Brion-
There are also many endangered languages with *fewer*
speakers than
there are active speakers of Toki Pona or Klingon.
Well, considering Toki Pona has about a handful of "speakers" (none of
which speak Toki Pona exclusively or even for a substantial amount of
their time), I doubt that they would be worth including.
Getting _them_ to
put together some encyclopedia material in their native languages would
probably earn somebody a nice PhD in linguistics or anthropology, and
would be very very worthy of our support.
Why? They can set up their own wiki (or use my affordable wiki hosting
service). Wikipedia is about building an encyclopedia, not about earning
PhDs in linguistics. You are entering original research territory here.

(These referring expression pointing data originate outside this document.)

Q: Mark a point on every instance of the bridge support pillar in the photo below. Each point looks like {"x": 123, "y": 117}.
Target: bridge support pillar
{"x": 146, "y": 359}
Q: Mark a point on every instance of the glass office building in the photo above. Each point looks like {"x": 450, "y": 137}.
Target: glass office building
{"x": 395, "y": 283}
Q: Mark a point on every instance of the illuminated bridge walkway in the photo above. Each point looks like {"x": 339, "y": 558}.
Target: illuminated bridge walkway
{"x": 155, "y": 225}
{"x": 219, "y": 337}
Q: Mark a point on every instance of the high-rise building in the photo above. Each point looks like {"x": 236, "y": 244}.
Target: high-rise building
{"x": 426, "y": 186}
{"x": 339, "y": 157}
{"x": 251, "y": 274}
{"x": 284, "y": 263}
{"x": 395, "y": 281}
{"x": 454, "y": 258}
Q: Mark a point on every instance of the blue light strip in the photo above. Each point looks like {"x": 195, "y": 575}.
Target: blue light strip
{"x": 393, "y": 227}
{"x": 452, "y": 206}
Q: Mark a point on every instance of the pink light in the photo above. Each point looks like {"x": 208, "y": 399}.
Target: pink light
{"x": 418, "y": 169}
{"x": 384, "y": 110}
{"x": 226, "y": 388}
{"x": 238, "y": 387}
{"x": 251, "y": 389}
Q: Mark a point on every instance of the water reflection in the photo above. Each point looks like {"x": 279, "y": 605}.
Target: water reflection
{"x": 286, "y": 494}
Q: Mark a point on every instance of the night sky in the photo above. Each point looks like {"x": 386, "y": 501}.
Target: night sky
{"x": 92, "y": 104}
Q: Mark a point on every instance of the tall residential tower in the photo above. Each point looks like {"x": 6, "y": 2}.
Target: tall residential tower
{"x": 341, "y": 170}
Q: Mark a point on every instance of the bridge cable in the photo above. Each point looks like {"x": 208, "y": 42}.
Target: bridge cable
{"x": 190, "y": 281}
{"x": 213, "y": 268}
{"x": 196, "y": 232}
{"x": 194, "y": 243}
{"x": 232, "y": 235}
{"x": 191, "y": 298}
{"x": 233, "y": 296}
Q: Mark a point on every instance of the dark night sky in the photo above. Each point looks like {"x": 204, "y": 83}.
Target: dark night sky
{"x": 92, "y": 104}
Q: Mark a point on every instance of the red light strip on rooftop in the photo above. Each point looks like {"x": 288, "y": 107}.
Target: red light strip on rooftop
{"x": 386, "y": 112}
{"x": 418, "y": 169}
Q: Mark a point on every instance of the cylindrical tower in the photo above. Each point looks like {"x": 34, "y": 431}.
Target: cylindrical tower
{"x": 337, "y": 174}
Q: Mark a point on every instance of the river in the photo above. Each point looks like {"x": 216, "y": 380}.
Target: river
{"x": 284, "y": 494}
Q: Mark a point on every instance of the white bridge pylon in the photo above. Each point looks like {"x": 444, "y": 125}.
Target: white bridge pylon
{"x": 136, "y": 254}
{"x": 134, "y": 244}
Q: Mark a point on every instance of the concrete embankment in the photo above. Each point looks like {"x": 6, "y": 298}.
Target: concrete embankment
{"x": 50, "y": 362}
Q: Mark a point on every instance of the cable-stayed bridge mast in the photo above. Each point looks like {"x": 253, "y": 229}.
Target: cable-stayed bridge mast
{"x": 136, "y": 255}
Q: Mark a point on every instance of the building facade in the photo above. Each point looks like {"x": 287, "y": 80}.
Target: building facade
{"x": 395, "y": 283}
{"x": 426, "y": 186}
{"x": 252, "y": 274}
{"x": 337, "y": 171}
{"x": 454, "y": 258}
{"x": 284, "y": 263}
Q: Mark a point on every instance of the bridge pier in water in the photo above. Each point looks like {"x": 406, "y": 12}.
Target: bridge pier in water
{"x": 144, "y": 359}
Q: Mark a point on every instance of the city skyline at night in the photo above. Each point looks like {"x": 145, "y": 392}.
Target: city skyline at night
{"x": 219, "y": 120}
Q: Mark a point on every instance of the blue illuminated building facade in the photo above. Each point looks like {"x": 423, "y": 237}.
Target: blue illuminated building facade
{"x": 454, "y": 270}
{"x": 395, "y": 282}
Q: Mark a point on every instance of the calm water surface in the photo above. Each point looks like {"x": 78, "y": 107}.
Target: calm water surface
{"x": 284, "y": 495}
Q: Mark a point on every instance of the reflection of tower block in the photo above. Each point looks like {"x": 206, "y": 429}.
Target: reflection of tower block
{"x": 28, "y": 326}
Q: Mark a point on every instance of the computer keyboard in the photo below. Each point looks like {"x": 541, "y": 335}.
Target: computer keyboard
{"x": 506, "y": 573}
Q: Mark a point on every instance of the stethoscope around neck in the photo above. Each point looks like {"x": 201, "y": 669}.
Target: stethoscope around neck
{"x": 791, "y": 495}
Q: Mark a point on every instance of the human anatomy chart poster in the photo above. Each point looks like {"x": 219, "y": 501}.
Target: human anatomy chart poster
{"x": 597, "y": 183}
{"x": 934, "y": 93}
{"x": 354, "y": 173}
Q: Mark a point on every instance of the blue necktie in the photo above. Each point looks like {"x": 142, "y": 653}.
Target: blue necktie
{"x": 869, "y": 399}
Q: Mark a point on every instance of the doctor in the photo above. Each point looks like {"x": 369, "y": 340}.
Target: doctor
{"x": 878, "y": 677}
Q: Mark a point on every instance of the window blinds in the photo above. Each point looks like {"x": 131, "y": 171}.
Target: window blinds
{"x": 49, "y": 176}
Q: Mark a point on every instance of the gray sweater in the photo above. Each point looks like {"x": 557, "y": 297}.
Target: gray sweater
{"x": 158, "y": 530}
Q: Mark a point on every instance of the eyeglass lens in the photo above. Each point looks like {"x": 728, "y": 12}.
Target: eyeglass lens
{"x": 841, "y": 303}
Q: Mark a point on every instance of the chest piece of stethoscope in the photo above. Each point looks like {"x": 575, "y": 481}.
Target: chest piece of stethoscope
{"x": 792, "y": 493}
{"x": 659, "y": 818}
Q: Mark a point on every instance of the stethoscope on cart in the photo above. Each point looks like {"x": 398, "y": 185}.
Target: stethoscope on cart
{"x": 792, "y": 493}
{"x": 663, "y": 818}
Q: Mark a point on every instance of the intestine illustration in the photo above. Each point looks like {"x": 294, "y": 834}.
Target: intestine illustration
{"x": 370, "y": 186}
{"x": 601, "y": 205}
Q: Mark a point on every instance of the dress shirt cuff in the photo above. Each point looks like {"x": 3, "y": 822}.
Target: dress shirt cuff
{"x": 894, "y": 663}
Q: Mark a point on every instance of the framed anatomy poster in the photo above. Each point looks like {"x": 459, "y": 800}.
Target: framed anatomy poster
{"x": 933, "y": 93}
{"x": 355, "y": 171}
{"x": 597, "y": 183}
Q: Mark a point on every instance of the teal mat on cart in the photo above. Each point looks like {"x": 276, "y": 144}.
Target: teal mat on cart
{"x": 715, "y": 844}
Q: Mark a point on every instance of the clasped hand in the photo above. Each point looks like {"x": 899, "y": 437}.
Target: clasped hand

Not everything that some people may consider worth doing is worth doing on
Wikimedia's property.
The cost is minor,
I disagree. If we lose professionals because of our Elvish or Klingon
factions, that is a major cost. If this whole multilanguage thing gets out
of control, that is more and more likely to happen.
and we've got plenty of "real languages"
with fewer
interested contributors (total speakers or not), with dozens of
barely-scratched wikis already set up and unused.
Most of the inactive wikis at least have the realistic potential to become
highly active when the respective speaking population gains Internet
access, and they can read whatever it is we produce (given a print
edition).
If you want to
improve the signal/noise ratio, I humbly suggest you concentrate on
boosting the signal.
Concentrate, yes. Ignore the noise, no. We have to draw the line
*somewhere*, and if you do not suggest an alternative to the 10,000
speaker requirement I have to presume that you want to draw it *nowhere*.
The inclusion of Toki Pona sets a highly questionable precedent.